作中でも、デジタル環境に関してもわずかながら触れられている。
この理由に関してはステレオタイプの漫画家像を重視して、フィクションとして貴重であるアナログ派を採用いるのが答えだとは思う。
デジタル環境で漫画を描いているなど、今の漫画家事情を詳しくないと読者には逆に違和感となるだろうから。
ちなみに同じく週刊少年ジャンプで連載している『マッシュル-MASHLE-』(著者:甲本一)も1話を見る限り、かなりシンプルな絵であるため、アナログで描いている印象がある。
ただ、それでもアナログとデジタルの併用である事が分かる。技術的な話であるため、断言はできないが、1話目でもピントずれを意識した演出からぼかしている場面がある。多用もしている点からもデジタル処理で間違いないと思う。逆に手書きだったら、それはそれで天才だが…
また、木目や地面などを見てもブラシ等を利用している。
2巻目からはあらゆる面でデジタルを多用しているのが断言できるレベルとなっている。それは速度面だけでなく、クオリティ面でも強化されているのが見て取れる。
「タイパラ」作中でも語られているように、週刊連載では描くスピードも重要となってくる。

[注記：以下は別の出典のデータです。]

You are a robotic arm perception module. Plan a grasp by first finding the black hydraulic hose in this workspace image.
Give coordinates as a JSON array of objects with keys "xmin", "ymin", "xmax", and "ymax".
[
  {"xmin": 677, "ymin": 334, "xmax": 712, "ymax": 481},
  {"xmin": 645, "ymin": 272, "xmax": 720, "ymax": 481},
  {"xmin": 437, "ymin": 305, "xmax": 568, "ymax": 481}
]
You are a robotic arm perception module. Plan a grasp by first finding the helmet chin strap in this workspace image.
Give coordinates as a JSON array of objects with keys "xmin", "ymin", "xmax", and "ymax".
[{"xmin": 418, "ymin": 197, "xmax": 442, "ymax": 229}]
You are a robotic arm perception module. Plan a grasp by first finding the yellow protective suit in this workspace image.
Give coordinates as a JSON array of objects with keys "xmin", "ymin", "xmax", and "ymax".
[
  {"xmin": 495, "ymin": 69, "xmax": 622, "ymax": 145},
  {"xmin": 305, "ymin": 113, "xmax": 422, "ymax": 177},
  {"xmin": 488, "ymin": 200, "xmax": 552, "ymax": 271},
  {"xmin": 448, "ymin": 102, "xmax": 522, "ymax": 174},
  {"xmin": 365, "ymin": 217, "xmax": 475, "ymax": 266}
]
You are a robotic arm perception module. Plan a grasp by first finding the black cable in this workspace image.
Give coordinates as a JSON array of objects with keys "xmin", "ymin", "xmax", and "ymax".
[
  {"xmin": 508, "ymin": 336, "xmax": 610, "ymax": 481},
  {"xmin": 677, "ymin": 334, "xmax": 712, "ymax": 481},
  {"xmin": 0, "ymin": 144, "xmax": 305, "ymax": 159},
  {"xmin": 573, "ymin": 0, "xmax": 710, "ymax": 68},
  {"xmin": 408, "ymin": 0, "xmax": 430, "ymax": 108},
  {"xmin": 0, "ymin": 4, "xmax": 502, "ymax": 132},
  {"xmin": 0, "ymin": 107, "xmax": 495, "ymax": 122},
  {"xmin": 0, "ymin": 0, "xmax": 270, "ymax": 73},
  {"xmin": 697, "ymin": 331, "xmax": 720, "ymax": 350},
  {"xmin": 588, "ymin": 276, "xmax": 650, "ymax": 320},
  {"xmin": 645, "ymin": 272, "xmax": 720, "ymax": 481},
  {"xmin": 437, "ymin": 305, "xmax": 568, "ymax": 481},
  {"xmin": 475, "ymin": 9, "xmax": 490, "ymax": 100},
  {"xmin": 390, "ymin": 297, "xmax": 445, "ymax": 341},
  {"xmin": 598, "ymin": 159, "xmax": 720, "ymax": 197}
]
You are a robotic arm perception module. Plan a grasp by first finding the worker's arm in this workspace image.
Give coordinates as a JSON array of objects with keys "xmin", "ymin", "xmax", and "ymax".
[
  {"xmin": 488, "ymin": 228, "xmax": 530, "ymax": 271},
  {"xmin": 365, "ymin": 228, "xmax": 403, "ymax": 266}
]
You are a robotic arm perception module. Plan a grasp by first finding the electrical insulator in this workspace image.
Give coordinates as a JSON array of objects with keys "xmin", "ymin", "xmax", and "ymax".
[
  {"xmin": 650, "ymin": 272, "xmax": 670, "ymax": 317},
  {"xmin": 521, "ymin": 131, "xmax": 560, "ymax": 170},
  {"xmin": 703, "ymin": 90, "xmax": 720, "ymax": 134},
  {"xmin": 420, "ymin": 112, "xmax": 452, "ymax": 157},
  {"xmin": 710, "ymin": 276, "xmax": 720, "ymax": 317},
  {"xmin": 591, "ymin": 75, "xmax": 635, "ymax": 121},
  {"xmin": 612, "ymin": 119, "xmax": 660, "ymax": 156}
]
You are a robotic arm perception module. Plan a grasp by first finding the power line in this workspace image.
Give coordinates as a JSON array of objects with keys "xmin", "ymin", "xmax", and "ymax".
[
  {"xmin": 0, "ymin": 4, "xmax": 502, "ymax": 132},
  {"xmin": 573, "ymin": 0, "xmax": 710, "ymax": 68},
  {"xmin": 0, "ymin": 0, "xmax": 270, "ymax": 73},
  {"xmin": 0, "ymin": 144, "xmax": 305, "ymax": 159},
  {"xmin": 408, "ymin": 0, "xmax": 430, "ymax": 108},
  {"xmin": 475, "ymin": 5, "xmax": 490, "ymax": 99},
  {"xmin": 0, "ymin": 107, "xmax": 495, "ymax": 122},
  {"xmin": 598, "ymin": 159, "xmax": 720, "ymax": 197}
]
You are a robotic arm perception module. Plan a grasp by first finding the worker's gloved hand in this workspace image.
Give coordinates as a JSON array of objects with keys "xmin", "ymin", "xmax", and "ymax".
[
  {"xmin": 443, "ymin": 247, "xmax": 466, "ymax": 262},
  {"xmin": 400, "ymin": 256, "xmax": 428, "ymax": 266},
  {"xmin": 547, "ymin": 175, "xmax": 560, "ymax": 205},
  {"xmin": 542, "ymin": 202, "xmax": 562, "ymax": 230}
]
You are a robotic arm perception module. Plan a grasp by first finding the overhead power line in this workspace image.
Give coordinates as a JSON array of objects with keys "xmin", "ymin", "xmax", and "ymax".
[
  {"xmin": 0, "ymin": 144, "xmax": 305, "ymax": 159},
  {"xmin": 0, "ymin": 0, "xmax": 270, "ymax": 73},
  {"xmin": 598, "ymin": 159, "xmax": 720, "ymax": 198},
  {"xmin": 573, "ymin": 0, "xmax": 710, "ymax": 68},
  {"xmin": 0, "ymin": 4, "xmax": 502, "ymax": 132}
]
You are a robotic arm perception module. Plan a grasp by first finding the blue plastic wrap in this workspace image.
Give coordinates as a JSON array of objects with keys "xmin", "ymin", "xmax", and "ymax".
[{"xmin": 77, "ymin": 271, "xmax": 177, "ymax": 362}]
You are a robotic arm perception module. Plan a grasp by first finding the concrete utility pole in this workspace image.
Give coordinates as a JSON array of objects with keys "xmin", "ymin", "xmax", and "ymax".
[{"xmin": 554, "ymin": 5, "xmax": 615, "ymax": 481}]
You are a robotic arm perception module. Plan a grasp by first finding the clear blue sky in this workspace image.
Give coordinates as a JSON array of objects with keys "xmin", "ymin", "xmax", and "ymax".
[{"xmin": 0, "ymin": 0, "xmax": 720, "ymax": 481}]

それが可能としてくれるのがデジタル環境である。
そして、シンプルな絵であっても、新人であってもデジタルを併用して描かれているのが現状である。
■それでもアナログにこだわる理由は
ただ、ステレオタイプの漫画家像とはいったが、作中を読み解いていくと、なぜアナログにこだわるのか、別の側面で見る事ができる。
主人公は漫画の専門学校を出ているから、まったくデジタル環境に対して知識や経験が無いとは考えにくい。

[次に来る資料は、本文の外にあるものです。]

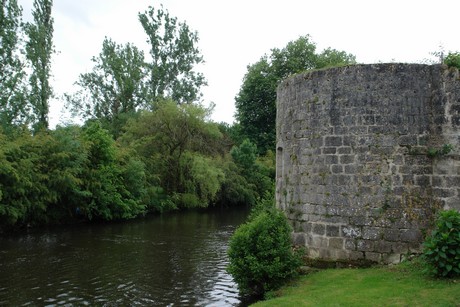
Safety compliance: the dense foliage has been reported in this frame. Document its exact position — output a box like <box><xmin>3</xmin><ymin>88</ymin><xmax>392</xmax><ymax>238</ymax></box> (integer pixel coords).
<box><xmin>228</xmin><ymin>197</ymin><xmax>302</xmax><ymax>295</ymax></box>
<box><xmin>236</xmin><ymin>36</ymin><xmax>355</xmax><ymax>153</ymax></box>
<box><xmin>0</xmin><ymin>101</ymin><xmax>274</xmax><ymax>231</ymax></box>
<box><xmin>423</xmin><ymin>210</ymin><xmax>460</xmax><ymax>277</ymax></box>
<box><xmin>66</xmin><ymin>7</ymin><xmax>206</xmax><ymax>137</ymax></box>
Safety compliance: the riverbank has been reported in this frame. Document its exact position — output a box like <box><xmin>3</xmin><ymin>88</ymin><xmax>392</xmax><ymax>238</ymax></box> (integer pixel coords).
<box><xmin>252</xmin><ymin>260</ymin><xmax>460</xmax><ymax>307</ymax></box>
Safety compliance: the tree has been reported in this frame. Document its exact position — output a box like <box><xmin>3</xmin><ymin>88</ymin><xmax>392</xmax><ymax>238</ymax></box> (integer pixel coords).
<box><xmin>235</xmin><ymin>36</ymin><xmax>355</xmax><ymax>153</ymax></box>
<box><xmin>0</xmin><ymin>0</ymin><xmax>27</xmax><ymax>129</ymax></box>
<box><xmin>67</xmin><ymin>37</ymin><xmax>148</xmax><ymax>136</ymax></box>
<box><xmin>139</xmin><ymin>6</ymin><xmax>206</xmax><ymax>103</ymax></box>
<box><xmin>66</xmin><ymin>7</ymin><xmax>206</xmax><ymax>137</ymax></box>
<box><xmin>25</xmin><ymin>0</ymin><xmax>54</xmax><ymax>130</ymax></box>
<box><xmin>119</xmin><ymin>100</ymin><xmax>224</xmax><ymax>207</ymax></box>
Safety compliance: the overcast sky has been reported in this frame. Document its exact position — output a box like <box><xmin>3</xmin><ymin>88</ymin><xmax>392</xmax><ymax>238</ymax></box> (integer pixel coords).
<box><xmin>18</xmin><ymin>0</ymin><xmax>460</xmax><ymax>126</ymax></box>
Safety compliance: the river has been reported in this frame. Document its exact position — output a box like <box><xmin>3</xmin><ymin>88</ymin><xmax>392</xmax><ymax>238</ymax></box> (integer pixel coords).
<box><xmin>0</xmin><ymin>209</ymin><xmax>253</xmax><ymax>306</ymax></box>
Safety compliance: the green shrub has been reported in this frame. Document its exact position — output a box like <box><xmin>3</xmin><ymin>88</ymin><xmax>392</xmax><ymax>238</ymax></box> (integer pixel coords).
<box><xmin>444</xmin><ymin>52</ymin><xmax>460</xmax><ymax>69</ymax></box>
<box><xmin>228</xmin><ymin>205</ymin><xmax>302</xmax><ymax>295</ymax></box>
<box><xmin>423</xmin><ymin>210</ymin><xmax>460</xmax><ymax>277</ymax></box>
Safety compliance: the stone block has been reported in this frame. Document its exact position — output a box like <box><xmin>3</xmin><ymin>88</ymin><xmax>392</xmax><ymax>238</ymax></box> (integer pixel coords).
<box><xmin>326</xmin><ymin>225</ymin><xmax>340</xmax><ymax>237</ymax></box>
<box><xmin>363</xmin><ymin>227</ymin><xmax>381</xmax><ymax>240</ymax></box>
<box><xmin>399</xmin><ymin>229</ymin><xmax>423</xmax><ymax>242</ymax></box>
<box><xmin>356</xmin><ymin>240</ymin><xmax>374</xmax><ymax>252</ymax></box>
<box><xmin>374</xmin><ymin>240</ymin><xmax>392</xmax><ymax>253</ymax></box>
<box><xmin>328</xmin><ymin>238</ymin><xmax>343</xmax><ymax>249</ymax></box>
<box><xmin>324</xmin><ymin>136</ymin><xmax>342</xmax><ymax>147</ymax></box>
<box><xmin>344</xmin><ymin>239</ymin><xmax>356</xmax><ymax>250</ymax></box>
<box><xmin>364</xmin><ymin>252</ymin><xmax>382</xmax><ymax>263</ymax></box>
<box><xmin>341</xmin><ymin>225</ymin><xmax>362</xmax><ymax>239</ymax></box>
<box><xmin>312</xmin><ymin>223</ymin><xmax>326</xmax><ymax>236</ymax></box>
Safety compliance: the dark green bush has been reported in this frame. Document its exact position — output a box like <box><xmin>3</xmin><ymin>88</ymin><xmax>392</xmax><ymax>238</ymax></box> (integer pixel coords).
<box><xmin>444</xmin><ymin>52</ymin><xmax>460</xmax><ymax>69</ymax></box>
<box><xmin>228</xmin><ymin>205</ymin><xmax>302</xmax><ymax>295</ymax></box>
<box><xmin>423</xmin><ymin>210</ymin><xmax>460</xmax><ymax>277</ymax></box>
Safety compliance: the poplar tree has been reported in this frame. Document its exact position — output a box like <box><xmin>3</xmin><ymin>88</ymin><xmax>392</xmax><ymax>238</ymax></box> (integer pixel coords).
<box><xmin>25</xmin><ymin>0</ymin><xmax>54</xmax><ymax>130</ymax></box>
<box><xmin>0</xmin><ymin>0</ymin><xmax>26</xmax><ymax>129</ymax></box>
<box><xmin>139</xmin><ymin>6</ymin><xmax>206</xmax><ymax>104</ymax></box>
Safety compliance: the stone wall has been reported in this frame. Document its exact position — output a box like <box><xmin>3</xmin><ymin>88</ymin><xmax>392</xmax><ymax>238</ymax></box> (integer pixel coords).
<box><xmin>276</xmin><ymin>64</ymin><xmax>460</xmax><ymax>263</ymax></box>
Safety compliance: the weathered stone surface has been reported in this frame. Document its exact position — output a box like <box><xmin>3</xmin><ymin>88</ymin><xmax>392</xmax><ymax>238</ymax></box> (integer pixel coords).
<box><xmin>276</xmin><ymin>64</ymin><xmax>460</xmax><ymax>263</ymax></box>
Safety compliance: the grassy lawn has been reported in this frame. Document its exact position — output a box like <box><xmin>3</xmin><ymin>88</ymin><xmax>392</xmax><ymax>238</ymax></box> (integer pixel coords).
<box><xmin>252</xmin><ymin>260</ymin><xmax>460</xmax><ymax>307</ymax></box>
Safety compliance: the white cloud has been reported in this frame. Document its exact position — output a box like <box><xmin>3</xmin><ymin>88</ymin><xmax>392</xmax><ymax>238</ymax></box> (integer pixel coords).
<box><xmin>19</xmin><ymin>0</ymin><xmax>460</xmax><ymax>127</ymax></box>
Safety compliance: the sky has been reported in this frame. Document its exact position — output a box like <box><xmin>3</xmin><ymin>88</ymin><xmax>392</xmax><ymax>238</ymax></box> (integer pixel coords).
<box><xmin>18</xmin><ymin>0</ymin><xmax>460</xmax><ymax>126</ymax></box>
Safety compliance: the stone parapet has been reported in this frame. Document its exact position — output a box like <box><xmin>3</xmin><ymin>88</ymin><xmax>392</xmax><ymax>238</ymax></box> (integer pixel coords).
<box><xmin>276</xmin><ymin>64</ymin><xmax>460</xmax><ymax>263</ymax></box>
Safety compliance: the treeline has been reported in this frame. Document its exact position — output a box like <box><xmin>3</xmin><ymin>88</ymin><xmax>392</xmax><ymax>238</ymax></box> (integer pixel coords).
<box><xmin>0</xmin><ymin>101</ymin><xmax>274</xmax><ymax>229</ymax></box>
<box><xmin>0</xmin><ymin>0</ymin><xmax>354</xmax><ymax>231</ymax></box>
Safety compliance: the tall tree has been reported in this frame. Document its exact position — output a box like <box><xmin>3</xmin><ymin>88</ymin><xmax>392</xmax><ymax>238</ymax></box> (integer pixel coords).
<box><xmin>25</xmin><ymin>0</ymin><xmax>54</xmax><ymax>129</ymax></box>
<box><xmin>235</xmin><ymin>35</ymin><xmax>355</xmax><ymax>153</ymax></box>
<box><xmin>67</xmin><ymin>7</ymin><xmax>206</xmax><ymax>137</ymax></box>
<box><xmin>0</xmin><ymin>0</ymin><xmax>26</xmax><ymax>129</ymax></box>
<box><xmin>139</xmin><ymin>6</ymin><xmax>206</xmax><ymax>103</ymax></box>
<box><xmin>67</xmin><ymin>37</ymin><xmax>147</xmax><ymax>136</ymax></box>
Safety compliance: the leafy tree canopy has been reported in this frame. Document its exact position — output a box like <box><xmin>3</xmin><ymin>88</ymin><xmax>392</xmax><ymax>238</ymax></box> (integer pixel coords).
<box><xmin>66</xmin><ymin>7</ymin><xmax>206</xmax><ymax>137</ymax></box>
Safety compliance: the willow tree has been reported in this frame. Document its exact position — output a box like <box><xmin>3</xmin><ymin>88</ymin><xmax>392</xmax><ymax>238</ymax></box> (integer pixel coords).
<box><xmin>25</xmin><ymin>0</ymin><xmax>54</xmax><ymax>130</ymax></box>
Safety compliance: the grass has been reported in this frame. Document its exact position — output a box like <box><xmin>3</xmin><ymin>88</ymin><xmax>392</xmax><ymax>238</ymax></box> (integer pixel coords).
<box><xmin>252</xmin><ymin>259</ymin><xmax>460</xmax><ymax>307</ymax></box>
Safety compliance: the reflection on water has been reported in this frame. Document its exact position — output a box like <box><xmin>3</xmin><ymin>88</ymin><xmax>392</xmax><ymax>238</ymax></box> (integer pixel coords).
<box><xmin>0</xmin><ymin>209</ymin><xmax>252</xmax><ymax>306</ymax></box>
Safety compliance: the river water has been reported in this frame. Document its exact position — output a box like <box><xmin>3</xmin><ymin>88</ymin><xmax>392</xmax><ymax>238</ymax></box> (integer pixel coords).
<box><xmin>0</xmin><ymin>209</ymin><xmax>252</xmax><ymax>306</ymax></box>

確かに、PCには初期投資が必要だ。だが、今の時代タブレットだけでも漫画を描ける時代である。決して、高額である必要性も無い。
むしろ、原稿用の紙とインク、そして、今では貴重となったスクリーントーンなど下手をしたらアナログの方が描き続けると高価になりかねない。
ただ、「タイパラ」冒頭は漫画を描くことはせず、ネームしか書いてないのでその心配はある種、ないかもしれないが…

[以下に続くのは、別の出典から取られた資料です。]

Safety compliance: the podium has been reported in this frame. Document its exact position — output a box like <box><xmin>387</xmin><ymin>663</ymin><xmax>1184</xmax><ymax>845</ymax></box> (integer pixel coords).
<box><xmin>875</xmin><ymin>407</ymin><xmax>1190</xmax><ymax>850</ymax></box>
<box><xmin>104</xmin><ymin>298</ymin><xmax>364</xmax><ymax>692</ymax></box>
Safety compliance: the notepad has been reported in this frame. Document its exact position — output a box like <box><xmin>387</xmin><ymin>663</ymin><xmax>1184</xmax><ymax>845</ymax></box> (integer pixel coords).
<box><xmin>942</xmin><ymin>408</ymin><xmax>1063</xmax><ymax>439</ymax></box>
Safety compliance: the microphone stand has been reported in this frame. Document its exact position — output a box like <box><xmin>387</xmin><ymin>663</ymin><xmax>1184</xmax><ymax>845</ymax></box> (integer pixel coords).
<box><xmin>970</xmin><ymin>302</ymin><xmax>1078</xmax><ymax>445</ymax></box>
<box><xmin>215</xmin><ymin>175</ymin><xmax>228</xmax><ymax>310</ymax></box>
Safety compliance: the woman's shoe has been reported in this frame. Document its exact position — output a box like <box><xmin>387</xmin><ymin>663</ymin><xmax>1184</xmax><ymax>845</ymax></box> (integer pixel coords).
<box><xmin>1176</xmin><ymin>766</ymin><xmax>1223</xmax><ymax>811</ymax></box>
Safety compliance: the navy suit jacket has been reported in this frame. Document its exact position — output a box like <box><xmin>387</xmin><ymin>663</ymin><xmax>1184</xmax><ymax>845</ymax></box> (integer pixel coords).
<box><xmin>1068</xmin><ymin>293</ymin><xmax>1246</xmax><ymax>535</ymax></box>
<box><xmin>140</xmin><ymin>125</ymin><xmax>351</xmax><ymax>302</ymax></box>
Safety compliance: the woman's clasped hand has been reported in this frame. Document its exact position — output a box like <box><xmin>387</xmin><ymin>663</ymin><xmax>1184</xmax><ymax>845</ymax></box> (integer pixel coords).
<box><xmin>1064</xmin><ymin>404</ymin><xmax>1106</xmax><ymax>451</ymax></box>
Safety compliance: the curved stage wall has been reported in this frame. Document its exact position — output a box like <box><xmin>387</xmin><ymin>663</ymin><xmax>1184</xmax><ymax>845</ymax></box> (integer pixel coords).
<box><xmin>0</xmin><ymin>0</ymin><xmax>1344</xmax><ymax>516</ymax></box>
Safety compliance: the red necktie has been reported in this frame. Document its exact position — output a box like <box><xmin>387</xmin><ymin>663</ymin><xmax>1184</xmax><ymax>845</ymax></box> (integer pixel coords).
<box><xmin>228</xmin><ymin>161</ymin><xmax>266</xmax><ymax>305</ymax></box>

ヒロインであるの藍野伊月もアナログ派である。彼女は年齢的、経験的にデジタル環境を理解していないから、必然的にアナログから始めているだけという理解は示せる。
ただ、1話目ラストで彼女がそれまで使ったと思われる大量の書き潰た鉛筆と、紙一杯に書き込まれた紙の山が出てくる。これが彼女の熱意という狂気じみたモノを感じさせる演出である。
一方で主人公とその点を比較するとミニマリストと思うぐらい、部屋自体にも何もない。1話でゴミ袋を出し忘れているが、それでも一袋。
おそらく、このゴミ袋の中には描き損じ漫画のネームなどの紙くずが詰まっていると思われる。それでもゴミ袋一つに収まる程度で強烈な印象はない。
つまり、この決定的な差を演出したいために、アナログにさせた可能性もある。
画力という数字化できない部分を絵に見せる際、これだけすごいと証明するのに分かりやすい例えである。デジタル環境ではこの差を描くことは難しい。
主人公の精神的中身の無さは前回の記事でも語っていたが、画力、技術面の無さも部屋の比較からも示されていたことになる。
■デジタルは作業が楽である反面…
そもそも、なぜデジタルで描かないのかと考えると答えはすぐに出てくる。
トレース等の作業が楽であること。盗作を題材にしている以上、デジタルはこの点でも圧倒的に有利である。結果、エグいことになる。
ただ、これはアナログでもできる事で、作中でもコピーした原稿からやろうとしている。
それでもデジタルに比べると拡大縮小、左右反転、角度を変えることがボタン一つでできる以上、断然便利である。
後、デジタルでは盗作といった概念が曖昧になる懸念もあるかも知れない。デジタルでは背景も素材からそのまま使われることがある。これは漫画用に背景素材として売られたりするので合法だし、写真を使って漫画に取り込む手法は古くからある。
ここらも漫画家事情というか漫画家のコンプライアンス、技法をきっちりと描かないと読者に誤解を生む結果となる。
実際、トレース自体も違法ではない。写真取り込みも基本問題はない。ただ、他者の著作物をトレース、取り込みして、自身の作品することが違法なだけで。
だからこそ、一般化した考えからもステレオタイプであるアナログ派で書く漫画家の必要があったのかもしれない。また良心的な問題でもデジタルと比べアナログの方がより罪悪感を演出させやすいともいえる。
アナログで描くことは今となっては、フィクションではある。ただ、そのフィクションに頼らなくてはならないことは時として出てくるのが創作と言える。
ただし、これは嘘ではなく分かりやすさを優先した形である。